The very next day, Defense Minister Moshe Ya’alon addressed the same forum and responded to Eizenkot, insisting that Iran was Israel’s biggest enemy. Ya’alon said that after the sanctions were lifted, “Iran has been signing deals worth tens of billions of dollars with anyone willing to sell them, and to fund and arm their proxies in the area.”
The agreement reached last summer between Iran and the permanent five members of the UN Security Council plus Germany was recently implemented, after the International Atomic Energy Agency’s (IAEA) announced that Iran met its initial obligations under the terms of the deal.
The removal of the sanctions on Iran came despite a December 2 report from the IAEA which concluded that Iran made a “coordinated” effort to develop nuclear weapons in the past, although the efforts apparently ended at an early stage.
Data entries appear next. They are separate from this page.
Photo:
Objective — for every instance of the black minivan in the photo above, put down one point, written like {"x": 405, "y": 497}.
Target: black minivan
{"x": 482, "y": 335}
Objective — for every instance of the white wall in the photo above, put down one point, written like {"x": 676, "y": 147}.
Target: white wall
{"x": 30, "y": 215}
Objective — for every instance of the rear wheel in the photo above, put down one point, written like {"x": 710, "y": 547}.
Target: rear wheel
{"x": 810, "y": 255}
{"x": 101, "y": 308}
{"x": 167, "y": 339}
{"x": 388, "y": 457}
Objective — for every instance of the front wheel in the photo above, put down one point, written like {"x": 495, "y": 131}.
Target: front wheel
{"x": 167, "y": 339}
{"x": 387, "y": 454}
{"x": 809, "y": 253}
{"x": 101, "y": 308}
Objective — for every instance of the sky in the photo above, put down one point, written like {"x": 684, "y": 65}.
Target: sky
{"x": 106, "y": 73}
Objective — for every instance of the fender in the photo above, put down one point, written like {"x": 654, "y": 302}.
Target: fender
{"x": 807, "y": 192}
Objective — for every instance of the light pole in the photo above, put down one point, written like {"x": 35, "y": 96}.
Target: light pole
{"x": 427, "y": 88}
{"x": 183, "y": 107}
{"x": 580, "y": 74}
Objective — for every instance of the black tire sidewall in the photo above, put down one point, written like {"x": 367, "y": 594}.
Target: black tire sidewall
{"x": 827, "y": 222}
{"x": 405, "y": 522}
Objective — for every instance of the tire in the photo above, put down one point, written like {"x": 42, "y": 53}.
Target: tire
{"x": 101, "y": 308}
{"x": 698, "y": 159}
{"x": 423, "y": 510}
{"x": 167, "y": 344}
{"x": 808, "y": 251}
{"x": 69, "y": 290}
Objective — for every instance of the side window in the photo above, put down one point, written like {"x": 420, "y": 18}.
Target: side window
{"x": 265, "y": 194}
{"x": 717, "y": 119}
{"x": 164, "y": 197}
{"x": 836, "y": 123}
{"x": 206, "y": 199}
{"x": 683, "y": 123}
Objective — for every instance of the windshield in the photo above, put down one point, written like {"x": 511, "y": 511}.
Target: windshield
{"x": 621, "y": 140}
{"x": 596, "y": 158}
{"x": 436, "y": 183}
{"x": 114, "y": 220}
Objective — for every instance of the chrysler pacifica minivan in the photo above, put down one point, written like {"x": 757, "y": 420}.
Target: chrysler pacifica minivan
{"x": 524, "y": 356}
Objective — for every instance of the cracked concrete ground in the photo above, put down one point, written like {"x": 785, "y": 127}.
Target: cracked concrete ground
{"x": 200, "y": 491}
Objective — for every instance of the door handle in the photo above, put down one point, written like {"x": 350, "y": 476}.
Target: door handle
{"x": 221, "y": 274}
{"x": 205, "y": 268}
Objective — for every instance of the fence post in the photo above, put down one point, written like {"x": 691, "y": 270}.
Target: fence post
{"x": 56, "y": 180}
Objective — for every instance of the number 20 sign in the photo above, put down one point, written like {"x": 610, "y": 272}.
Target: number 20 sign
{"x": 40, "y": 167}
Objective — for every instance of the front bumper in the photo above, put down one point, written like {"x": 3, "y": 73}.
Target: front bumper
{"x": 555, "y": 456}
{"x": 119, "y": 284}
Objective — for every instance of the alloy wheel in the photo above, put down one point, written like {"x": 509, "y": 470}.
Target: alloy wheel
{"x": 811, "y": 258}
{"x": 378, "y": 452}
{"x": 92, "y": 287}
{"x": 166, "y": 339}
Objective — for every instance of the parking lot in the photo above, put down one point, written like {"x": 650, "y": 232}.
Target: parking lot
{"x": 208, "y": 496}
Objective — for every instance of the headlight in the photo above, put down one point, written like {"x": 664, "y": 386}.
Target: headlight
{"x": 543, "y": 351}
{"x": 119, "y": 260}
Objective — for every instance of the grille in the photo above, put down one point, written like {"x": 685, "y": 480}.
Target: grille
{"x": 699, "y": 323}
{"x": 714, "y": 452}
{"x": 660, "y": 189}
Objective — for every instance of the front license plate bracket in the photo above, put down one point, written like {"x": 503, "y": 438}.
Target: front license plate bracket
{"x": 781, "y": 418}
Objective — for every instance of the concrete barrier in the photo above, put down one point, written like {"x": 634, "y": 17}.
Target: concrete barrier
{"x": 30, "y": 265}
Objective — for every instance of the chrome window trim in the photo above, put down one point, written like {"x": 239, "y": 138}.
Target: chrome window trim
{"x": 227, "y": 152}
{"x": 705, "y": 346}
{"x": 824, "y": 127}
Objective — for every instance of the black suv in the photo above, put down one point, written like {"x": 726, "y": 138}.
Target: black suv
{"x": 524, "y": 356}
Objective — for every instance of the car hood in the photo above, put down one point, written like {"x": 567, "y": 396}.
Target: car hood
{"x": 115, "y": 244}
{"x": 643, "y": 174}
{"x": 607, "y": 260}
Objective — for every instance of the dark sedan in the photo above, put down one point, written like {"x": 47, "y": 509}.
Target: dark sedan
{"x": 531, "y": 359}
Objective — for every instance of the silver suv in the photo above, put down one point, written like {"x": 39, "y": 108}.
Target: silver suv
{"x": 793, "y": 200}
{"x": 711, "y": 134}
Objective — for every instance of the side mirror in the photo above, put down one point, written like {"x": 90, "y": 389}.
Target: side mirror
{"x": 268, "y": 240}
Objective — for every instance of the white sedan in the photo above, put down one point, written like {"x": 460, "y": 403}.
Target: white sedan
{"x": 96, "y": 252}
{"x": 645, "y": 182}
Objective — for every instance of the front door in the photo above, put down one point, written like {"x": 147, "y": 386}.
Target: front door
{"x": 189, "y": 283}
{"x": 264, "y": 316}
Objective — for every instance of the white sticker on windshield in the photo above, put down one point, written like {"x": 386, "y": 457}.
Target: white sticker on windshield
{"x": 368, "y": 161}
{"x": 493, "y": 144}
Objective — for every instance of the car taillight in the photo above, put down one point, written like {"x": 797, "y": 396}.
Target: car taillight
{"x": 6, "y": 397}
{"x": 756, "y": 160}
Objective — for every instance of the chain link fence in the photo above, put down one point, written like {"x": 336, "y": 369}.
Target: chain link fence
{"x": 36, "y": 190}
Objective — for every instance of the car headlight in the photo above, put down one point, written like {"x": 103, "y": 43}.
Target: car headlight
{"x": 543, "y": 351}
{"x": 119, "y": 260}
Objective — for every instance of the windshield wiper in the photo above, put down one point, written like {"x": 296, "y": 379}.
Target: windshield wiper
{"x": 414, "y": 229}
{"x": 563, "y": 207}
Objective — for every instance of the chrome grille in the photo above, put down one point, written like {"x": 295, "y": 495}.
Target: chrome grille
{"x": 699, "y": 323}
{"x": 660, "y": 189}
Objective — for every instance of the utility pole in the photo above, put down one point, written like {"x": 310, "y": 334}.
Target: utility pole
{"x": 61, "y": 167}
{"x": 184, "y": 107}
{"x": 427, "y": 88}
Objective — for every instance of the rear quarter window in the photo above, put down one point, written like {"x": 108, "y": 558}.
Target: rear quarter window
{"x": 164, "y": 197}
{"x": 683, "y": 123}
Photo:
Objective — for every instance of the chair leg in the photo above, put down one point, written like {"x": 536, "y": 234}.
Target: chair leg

Israel strongly opposed the deal with Iran, with Prime Minister Binyamin Netanyahu warning it would not block Iran’s path to nuclear weapons.
But Kerry has continued to insist that the deal makes Israel safer and, as Haaretz noted, Tuesday was not the first time the Secretary of State cited Israeli top brass to rebuff criticism of the Iran deal.
In January 2015, when Republicans in the Senate and the House pushed for new sanctions against Iran while the deal was still being negotiated, Kerry revealed to the Senate that he heard a senior Israeli intelligence official met with senators and warned that new sanctions “would be like throwing a grenade into the process.”
Kerry didn’t name the official, but he was revealed a few days later to be then-Mossad chief Tamir Pardo.